Lever les freins à la gouvernance et à la participation

La représentation figure souvent en tête des priorités des communautés énergétiques qui souhaitent accroître leur inclusivité. Ces efforts peuvent débuter par des initiatives simples. En Espagne, par exemple, lorsque Goiener est invité à un événement, l’équipe demande combien d’intervenants masculins et féminins sont prévus. Si la parité n’est pas assurée, ils proposent des solutions, voire refusent de participer si les femmes sont sous-représentées voire absentes.

Atteindre la parité au niveau de la gouvernance est souvent un objectif central. En Grèce, Sandy Fameliari, physicienne de l’environnement chez Hyperion, a partagé leur démarche pour y parvenir : « Nous avons signé une déclaration pour l’égalité des sexes, visant un équilibre 50-50 dans nos effectifs, et nous avons activement encouragé les femmes à se présenter aux élections internes, ce qui a conduit à une représentation de 60 % de femmes au sein du Conseil d’administration et de 66 % dans le Conseil de surveillance. »

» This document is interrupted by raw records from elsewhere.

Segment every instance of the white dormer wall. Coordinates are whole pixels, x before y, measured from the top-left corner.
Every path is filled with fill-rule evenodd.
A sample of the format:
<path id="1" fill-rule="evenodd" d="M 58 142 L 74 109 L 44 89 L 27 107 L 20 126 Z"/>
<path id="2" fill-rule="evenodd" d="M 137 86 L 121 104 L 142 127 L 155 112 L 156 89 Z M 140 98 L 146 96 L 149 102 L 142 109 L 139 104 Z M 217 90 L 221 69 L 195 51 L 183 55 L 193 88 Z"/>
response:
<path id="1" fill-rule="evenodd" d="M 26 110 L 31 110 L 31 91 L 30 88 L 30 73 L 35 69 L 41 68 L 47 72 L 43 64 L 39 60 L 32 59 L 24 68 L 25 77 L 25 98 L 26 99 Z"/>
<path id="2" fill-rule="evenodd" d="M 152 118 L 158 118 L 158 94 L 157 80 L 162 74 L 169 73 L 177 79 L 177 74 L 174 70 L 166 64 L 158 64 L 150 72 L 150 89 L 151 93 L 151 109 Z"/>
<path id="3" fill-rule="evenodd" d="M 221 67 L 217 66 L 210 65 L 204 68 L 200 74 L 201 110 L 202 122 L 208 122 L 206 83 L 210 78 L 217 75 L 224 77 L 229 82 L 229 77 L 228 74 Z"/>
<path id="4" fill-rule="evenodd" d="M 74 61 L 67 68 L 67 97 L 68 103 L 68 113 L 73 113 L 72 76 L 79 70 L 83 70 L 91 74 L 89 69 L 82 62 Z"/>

De nombreuses coopératives adoptent des lignes directrices similaires. En Italie, ènostra a approuvé en 2025 une règle électorale imposant une représentation minimale de 33 % des minorités de genre au sein du Conseil. Marianna Usuelli, responsable de la communication de la coopérative, souligne : « Si les femmes sont aujourd’hui bien représentées dans le Conseil, nous ne voulions pas que cela devienne une exception au mandat en vigueur. »

En Espagne, des formations visant à promouvoir la parité au sein du Conseil d’administration ont permis à Som Energia d’atteindre cet objectif. Mònica Gifreu, de l’équipe technique, explique : « Il est important d’informer les femmes sur les exigences liées à ces fonctions, afin qu’elles comprennent clairement l’engagement demandé. Dans des espaces non mixtes, nous abordons ouvertement leurs appréhensions et doutes liés à ces responsabilités. »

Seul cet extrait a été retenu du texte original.